Christian Nennemann
5ec7410b89
Add full proposal system: DB schema (proposals + proposal_gaps tables), CLI `ietf intake` command, and web UI with Quick Generate on /proposals/new. The new page merges AI intake (paste URL/text → Haiku generates multiple proposals auto-linked to gaps) with manual form entry. Generated proposals are clickable cards that fill the editor below for refinement. Uses claude_model_cheap (Haiku) for cost-efficient web intake. Includes CaML-inspired draft proposals from arXiv:2503.18813 analysis. Co-Authored-By: Claude Opus 4.6 <noreply@anthropic.com>
9.9 KiB
9.9 KiB
title, draft_name, intended_wg, status, gaps_addressed, camel_sections, date
| title | draft_name | intended_wg | status | gaps_addressed | camel_sections | date | |||||
|---|---|---|---|---|---|---|---|---|---|---|---|
| Security Policy Negotiation and Federation for AI Agent Ecosystems | draft-nennemann-ai-agent-policy-federation-00 | SECDISPATCH or OAUTH | outline |
|
|
2026-03-09 |
Security Policy Negotiation and Federation for AI Agent Ecosystems
1. Problem Statement
CaML demonstrates that security policies — rules governing what data can flow to which tools — are essential for safe AI agent operation. However, CaML defines policies at the single engine level.
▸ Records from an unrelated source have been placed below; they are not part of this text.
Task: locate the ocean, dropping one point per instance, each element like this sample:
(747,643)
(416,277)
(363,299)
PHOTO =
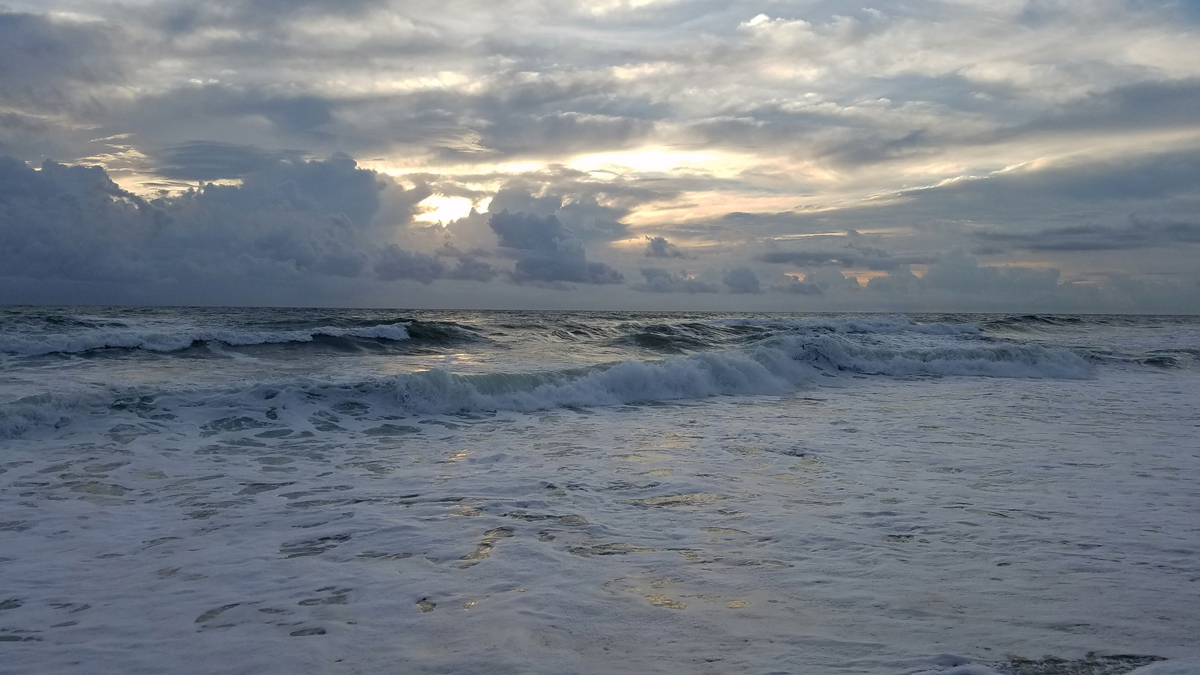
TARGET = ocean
(249,490)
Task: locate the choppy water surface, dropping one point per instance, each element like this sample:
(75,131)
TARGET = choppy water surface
(361,491)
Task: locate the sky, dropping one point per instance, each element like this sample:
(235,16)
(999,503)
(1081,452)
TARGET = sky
(771,155)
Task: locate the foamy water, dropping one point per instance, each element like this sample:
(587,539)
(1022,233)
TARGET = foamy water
(323,491)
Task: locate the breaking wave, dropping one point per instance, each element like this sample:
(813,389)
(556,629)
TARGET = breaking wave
(778,368)
(181,339)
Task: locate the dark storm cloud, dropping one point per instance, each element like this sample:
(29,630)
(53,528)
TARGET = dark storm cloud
(547,251)
(1137,234)
(659,280)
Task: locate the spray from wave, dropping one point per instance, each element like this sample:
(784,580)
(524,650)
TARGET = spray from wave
(775,368)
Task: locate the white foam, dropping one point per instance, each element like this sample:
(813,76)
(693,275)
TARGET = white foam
(181,339)
(882,324)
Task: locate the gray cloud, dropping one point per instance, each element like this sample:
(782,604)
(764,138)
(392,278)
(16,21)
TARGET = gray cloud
(959,273)
(288,220)
(856,255)
(659,280)
(742,280)
(659,248)
(205,160)
(547,251)
(45,63)
(792,285)
(1024,133)
(1137,234)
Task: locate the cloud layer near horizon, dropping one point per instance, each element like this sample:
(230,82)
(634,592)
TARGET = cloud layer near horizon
(805,155)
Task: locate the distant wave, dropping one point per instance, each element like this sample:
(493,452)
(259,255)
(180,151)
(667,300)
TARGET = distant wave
(778,368)
(885,324)
(151,340)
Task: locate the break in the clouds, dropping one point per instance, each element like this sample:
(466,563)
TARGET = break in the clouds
(787,155)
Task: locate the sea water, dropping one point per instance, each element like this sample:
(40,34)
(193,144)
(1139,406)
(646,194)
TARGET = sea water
(247,490)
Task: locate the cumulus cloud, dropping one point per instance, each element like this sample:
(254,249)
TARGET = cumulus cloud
(792,285)
(988,126)
(286,221)
(659,248)
(659,280)
(547,251)
(855,255)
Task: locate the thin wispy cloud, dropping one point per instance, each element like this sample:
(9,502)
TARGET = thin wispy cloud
(711,137)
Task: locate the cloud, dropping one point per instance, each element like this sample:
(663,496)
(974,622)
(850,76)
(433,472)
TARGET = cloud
(961,274)
(792,285)
(659,280)
(547,251)
(287,221)
(855,255)
(1137,234)
(397,263)
(46,63)
(205,160)
(659,248)
(742,280)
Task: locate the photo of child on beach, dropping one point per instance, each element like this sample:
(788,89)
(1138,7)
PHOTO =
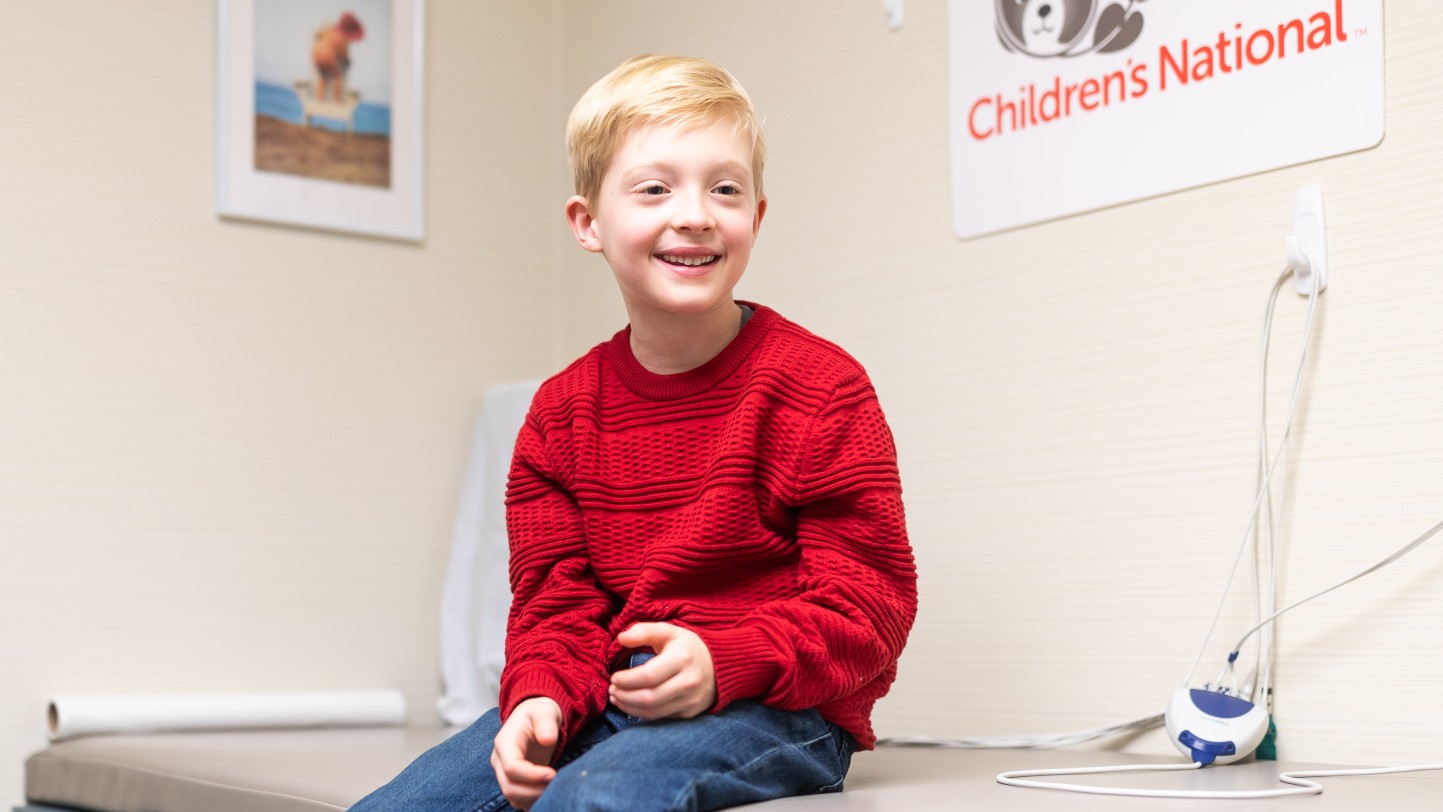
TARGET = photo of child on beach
(323,90)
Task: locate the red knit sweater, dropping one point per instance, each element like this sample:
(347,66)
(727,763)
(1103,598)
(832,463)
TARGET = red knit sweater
(753,499)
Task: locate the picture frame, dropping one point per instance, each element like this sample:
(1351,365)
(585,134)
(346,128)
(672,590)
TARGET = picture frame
(319,114)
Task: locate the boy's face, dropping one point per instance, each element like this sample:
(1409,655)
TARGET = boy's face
(676,217)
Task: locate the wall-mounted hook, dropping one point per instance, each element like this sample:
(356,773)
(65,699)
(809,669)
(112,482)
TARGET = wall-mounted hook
(893,9)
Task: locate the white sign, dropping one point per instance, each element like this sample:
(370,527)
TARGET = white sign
(1068,106)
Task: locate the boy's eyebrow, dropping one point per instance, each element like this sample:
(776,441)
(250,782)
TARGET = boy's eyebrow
(730,166)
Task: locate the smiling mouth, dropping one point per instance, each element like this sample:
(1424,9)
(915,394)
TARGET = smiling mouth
(689,261)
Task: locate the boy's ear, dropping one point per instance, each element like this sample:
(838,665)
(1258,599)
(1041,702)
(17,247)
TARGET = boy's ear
(583,225)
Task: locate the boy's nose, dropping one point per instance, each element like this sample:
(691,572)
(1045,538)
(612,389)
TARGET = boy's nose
(691,214)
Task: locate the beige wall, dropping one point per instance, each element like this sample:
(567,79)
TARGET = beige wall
(228,452)
(1075,401)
In real multi-organization agent ecosystems:
- Different organizations have different policies (Gap #83): Org A's email policy may allow sharing with partners; Org B's may not
- Identity and trust models differ across domains (Gap #87): IoT, web, telecom, and industrial agents use incompatible authentication mechanisms
- Agents cannot discover each other's capabilities or constraints (Gap #90): when agents collaborate, they have no standard way to negotiate what data flows are permitted
This creates a fragmented security landscape where agents either over-restrict (breaking utility) or under-restrict (creating vulnerabilities).
2. Scope
This document defines:
- A policy publication format for organizations to declare their agent security policies
- A policy negotiation protocol for agents to agree on data handling rules before collaboration
- A policy federation framework for resolving conflicts between policies from different trust domains
- Liability attribution based on policy decisions
3. Policy Publication
3.1 Organization Policy Document
Organizations publish their agent security policies at a well-known endpoint:
GET /.well-known/ai-agent-policies HTTP/1.1
Host: org1.example
Response:
{
"policies:version": "1.0",
"policies:org": "org1.example",
"policies:effective_date": "2026-01-01",
"policies:tools": {
"send_email": {
"policy_ref": "https://org1.example/policies/send-email-v2",
"summary": "Recipients must be in readers set or user-approved",
"strictness": "high"
},
"cloud_storage_read": {
"policy_ref": "https://org1.example/policies/storage-read-v1",
"summary": "Outputs tagged with document access list as readers",
"strictness": "medium"
}
},
"policies:global_rules": [
{
"rule": "no_pii_to_external",
"description": "PII-classified data never flows to tools hosted outside org1.example",
"enforcement": "mandatory"
}
],
"policies:trust_domains": [
{
"domain": "org2.example",
"trust_level": "partner",
"policy_overrides": []
}
],
"policies:signature": "<signed by org1.example>"
}
3.2 Policy Detail Document
Each referenced policy provides full enforcement rules:
{
"policy:id": "send-email-v2",
"policy:tool": "send_email",
"policy:version": "2.0",
"policy:rules": [
{
"id": "r1",
"check": "readers_include_recipient",
"on_fail": "deny_with_user_prompt",
"exceptions": [
{
"condition": "recipient_domain == org1.example",
"action": "allow",
"rationale": "Internal recipients always allowed"
}
]
}
],
"policy:required_capabilities": ["cap:source_tracking", "cap:reader_labels"],
"policy:compatible_with": ["camel-v1", "progent-v1"]
}
4. Policy Negotiation Protocol
4.1 Pre-Collaboration Handshake
Before two agents exchange data, they negotiate compatible policies:
Agent A (org1.example) Agent B (org2.example)
│ │
│──── PolicyOffer ──────────────► │
│ {my_policies, required_caps} │
│ │
│◄──── PolicyResponse ────────── │
│ {your_policies, compatible, │
│ proposed_merged_policy} │
│ │
│──── PolicyAccept/Reject ──────► │
│ {accepted_policy_id} │
│ │
│◄═══ Data exchange begins ═════► │
4.2 Policy Compatibility Check
Two policies are compatible if:
- Both support the required capability types (provenance, readers, etc.)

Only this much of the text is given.